Safaricom takes Blaze mentorship to Nairobi

Safaricom is training youth through mentors to help them choose career paths early in order to avoid the scare of losing focus. PHOTO: COURTESY

Safaricom is training youth through mentors to help them choose career paths early in order to avoid the scare of losing focus.

About 60 per cent of Kenya’s population is below 26 years and therefore important for the future of all firms, according to Marion Wanyoike, Safaricom’s Senior Manager for Youth Segment.

Speaking in Nyayo National Stadium during Blaze Summit, the fourth in a series that is being organised by the mobile phone operator, Ms Wanyoike said that the forum is meant to help youth shape their career as well as learn about the Safaricom brand.

“If you are strategically thinking about the future, you must think with the generation that is coming up and will actually drive the economy,” Ms Wanyoike said. “Otherwise, you won’t exist like in the next 10 years if you don’t think about this segment now.”

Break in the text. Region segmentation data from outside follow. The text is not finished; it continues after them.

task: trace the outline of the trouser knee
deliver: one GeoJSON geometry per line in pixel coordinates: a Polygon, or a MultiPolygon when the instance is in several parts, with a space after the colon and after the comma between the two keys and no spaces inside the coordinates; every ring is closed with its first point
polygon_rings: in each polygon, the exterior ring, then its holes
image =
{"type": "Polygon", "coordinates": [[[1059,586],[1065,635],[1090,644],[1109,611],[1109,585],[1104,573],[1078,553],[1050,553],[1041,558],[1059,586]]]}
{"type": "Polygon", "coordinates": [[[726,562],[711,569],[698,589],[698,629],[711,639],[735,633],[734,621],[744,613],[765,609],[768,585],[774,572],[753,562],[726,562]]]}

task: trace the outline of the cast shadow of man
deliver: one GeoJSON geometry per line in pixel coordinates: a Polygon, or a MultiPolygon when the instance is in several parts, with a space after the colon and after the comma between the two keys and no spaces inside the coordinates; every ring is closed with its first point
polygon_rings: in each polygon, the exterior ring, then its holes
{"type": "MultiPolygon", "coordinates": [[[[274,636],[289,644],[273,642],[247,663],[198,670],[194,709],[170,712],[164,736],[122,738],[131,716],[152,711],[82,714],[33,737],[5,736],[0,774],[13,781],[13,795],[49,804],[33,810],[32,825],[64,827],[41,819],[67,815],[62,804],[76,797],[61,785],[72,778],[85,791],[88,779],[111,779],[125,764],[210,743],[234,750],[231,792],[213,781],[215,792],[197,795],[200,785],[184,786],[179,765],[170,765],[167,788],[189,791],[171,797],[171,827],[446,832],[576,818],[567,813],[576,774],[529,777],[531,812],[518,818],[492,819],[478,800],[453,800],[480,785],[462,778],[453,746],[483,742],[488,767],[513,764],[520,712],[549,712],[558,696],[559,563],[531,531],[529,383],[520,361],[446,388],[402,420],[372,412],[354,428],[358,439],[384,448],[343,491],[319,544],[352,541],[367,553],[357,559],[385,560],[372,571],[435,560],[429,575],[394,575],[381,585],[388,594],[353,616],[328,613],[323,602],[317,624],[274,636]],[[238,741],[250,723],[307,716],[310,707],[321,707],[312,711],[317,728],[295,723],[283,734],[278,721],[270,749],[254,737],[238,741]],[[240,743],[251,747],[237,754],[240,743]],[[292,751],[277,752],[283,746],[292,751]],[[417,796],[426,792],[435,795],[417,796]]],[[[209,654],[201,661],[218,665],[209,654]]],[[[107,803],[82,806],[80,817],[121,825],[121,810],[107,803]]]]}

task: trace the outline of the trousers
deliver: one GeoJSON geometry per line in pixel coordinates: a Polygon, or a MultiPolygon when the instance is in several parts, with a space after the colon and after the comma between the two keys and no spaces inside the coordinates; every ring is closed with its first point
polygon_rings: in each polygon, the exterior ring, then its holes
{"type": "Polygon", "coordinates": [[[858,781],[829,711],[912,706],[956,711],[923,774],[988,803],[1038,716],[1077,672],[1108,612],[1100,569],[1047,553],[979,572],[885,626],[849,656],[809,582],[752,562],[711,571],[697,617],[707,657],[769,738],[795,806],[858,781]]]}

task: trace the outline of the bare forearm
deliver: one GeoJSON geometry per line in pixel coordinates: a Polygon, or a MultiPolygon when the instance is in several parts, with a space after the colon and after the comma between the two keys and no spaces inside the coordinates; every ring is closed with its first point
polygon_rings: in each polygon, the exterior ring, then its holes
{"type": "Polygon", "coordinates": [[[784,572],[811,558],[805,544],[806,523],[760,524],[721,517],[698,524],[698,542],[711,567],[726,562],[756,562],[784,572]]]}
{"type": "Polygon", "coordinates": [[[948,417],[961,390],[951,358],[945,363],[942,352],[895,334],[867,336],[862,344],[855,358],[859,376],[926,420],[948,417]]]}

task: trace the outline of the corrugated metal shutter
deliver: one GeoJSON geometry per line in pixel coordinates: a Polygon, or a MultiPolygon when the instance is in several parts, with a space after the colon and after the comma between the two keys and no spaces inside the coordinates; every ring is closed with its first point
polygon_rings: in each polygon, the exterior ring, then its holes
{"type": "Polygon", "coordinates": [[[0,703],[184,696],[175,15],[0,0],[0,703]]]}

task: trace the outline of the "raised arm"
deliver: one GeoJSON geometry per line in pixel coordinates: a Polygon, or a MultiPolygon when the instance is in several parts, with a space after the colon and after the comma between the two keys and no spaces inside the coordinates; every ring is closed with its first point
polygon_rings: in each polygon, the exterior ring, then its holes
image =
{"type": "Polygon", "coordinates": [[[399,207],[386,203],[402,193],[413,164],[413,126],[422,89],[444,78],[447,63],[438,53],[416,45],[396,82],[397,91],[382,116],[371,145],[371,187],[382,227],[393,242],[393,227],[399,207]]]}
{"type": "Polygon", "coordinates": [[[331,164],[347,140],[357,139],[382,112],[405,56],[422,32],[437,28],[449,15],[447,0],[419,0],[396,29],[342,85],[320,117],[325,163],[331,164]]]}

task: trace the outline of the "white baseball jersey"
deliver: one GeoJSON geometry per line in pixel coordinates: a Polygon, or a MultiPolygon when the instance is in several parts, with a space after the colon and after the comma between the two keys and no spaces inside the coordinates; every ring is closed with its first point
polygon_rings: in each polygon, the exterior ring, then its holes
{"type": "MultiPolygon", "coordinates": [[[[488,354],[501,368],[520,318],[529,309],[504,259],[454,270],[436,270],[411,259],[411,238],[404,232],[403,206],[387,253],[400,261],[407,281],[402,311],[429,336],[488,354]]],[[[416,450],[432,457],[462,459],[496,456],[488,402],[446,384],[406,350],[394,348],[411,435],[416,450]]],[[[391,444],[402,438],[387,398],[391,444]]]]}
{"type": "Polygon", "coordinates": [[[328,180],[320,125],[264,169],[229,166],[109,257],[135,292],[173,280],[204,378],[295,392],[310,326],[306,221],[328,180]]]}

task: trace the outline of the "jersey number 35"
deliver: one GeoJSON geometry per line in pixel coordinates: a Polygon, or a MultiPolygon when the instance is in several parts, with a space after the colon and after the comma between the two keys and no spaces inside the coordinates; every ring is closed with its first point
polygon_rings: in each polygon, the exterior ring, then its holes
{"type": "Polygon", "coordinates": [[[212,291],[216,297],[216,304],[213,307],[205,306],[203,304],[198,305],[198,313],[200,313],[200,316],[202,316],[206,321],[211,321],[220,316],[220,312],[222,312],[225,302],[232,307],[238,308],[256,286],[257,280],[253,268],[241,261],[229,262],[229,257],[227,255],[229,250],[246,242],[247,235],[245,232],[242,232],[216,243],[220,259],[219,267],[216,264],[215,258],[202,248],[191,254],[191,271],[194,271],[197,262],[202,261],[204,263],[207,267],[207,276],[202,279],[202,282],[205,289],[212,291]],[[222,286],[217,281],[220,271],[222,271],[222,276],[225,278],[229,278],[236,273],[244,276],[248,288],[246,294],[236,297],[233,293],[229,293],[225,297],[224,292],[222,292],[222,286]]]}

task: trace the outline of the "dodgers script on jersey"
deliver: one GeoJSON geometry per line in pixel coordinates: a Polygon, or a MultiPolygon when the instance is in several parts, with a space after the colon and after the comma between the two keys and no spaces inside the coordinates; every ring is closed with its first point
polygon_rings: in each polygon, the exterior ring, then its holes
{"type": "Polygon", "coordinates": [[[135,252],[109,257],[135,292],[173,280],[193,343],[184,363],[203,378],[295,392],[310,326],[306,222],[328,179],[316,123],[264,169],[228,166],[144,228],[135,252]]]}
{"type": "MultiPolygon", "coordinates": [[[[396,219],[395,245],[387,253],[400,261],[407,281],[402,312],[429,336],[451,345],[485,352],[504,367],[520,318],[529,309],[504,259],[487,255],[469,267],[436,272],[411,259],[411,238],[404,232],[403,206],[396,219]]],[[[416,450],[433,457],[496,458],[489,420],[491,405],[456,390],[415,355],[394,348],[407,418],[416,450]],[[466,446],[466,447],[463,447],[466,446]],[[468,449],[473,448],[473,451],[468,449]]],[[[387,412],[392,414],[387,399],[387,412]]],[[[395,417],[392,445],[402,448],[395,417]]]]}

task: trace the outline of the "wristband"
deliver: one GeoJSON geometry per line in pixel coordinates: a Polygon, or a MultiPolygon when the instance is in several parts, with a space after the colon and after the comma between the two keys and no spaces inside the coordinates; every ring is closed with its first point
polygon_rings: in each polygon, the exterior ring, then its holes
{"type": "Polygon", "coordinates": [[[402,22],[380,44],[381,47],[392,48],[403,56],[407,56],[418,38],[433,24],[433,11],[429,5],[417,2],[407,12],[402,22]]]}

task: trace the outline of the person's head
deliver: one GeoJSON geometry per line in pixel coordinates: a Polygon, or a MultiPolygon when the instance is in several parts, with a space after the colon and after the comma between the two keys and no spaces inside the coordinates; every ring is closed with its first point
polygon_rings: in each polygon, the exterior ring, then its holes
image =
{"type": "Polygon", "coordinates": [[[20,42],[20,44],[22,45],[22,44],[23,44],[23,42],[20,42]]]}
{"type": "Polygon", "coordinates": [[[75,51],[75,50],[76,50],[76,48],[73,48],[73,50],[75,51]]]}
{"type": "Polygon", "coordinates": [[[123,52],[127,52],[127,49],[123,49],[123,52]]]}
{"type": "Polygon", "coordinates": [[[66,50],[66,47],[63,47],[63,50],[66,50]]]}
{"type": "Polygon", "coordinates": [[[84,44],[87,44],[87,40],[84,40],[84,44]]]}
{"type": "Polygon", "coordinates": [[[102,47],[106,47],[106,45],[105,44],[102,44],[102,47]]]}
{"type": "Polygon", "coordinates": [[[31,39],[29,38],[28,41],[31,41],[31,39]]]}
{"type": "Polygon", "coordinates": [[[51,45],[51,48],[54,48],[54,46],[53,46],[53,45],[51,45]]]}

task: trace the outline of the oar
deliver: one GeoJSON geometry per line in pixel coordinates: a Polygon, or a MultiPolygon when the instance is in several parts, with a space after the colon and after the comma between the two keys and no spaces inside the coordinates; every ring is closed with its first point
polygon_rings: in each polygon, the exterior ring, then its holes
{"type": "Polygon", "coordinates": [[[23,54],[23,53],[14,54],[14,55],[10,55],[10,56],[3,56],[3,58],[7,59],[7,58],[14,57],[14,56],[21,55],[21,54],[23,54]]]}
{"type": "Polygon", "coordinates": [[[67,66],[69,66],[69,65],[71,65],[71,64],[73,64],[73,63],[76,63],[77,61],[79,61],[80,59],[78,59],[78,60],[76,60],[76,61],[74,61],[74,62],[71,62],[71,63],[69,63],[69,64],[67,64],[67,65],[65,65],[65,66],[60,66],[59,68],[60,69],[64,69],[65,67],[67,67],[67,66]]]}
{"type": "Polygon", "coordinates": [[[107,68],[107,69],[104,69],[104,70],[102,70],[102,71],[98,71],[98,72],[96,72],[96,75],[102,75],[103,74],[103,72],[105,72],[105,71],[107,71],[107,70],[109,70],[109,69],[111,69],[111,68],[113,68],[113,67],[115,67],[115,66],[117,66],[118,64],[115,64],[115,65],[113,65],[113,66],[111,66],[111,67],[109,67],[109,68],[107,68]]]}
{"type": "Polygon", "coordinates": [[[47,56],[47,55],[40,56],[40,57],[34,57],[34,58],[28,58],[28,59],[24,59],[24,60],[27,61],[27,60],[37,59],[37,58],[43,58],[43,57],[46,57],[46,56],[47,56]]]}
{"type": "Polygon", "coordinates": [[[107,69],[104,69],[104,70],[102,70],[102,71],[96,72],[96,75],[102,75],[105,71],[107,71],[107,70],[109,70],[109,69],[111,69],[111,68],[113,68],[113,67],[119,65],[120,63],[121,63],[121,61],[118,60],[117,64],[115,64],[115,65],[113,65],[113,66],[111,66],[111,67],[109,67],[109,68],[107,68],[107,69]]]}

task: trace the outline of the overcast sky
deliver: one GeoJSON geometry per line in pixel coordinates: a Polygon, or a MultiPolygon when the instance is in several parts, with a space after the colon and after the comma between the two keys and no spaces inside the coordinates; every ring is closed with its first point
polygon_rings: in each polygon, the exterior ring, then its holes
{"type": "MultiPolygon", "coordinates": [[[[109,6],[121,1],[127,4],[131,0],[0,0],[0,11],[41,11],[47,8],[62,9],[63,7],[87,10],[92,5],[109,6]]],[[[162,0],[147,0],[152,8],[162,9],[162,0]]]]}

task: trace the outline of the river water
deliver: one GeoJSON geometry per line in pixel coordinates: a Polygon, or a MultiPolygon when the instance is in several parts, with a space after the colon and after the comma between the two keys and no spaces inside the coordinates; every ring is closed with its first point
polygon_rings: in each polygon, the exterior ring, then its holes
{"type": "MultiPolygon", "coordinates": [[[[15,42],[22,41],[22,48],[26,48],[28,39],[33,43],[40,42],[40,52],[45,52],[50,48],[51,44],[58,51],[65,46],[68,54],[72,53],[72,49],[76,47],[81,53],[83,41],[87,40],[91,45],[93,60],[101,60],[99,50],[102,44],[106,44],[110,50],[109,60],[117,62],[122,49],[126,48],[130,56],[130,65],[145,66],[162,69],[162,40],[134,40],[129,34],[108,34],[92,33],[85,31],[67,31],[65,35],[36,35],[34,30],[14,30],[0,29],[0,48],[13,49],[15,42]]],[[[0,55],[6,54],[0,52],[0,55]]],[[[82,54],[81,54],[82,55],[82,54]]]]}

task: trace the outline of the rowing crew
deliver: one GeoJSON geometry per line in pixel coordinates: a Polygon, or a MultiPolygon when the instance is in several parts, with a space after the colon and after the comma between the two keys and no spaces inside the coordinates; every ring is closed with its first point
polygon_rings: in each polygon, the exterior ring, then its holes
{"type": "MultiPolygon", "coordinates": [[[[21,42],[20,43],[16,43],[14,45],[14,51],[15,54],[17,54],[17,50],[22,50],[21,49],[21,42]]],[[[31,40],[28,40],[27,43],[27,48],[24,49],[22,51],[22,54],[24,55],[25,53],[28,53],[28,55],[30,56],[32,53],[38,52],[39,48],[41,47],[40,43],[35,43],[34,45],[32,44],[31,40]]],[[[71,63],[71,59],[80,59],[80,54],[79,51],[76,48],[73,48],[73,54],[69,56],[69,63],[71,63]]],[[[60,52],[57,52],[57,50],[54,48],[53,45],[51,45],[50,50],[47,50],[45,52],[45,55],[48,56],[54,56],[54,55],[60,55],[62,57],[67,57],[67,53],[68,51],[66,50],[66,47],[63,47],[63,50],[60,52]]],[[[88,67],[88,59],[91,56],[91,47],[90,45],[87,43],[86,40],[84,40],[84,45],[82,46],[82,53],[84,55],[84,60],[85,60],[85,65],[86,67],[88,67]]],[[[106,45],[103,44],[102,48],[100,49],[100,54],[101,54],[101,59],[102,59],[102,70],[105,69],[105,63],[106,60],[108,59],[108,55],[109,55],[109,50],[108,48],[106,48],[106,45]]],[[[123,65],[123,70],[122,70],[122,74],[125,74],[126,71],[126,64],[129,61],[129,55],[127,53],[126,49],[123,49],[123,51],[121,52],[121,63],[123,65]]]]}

During the summit, youth got a chance to interact with 28 mentors who were spread in different fields. Some of the key areas where Safaricom is engaging youth are business, agriculture, finance and creative arts.

Wendy Oluoch, Youth Product Manager at Centonomy, a financial management firm said Safaricom brought the firm on board to help youth in making financial decisions. “We are teaching youth how to make money from their talents, save and invest.

“We have instilled in them an entrepreneurial mind in them so that while at school, they generate income for themselves,” Ms Oluoch said.

Now in its third month, the Blaze programme has registered over half a million youth on this network, with over 150,000 using the platform to share their success stories. Similar summits have been held in Eldoret, Thika and Nakuru.

In May, Sylvia Mulinge, Safaricom’s Director for Consumer Business disclosed that the company spent Sh700 million on the development and launch of the programme.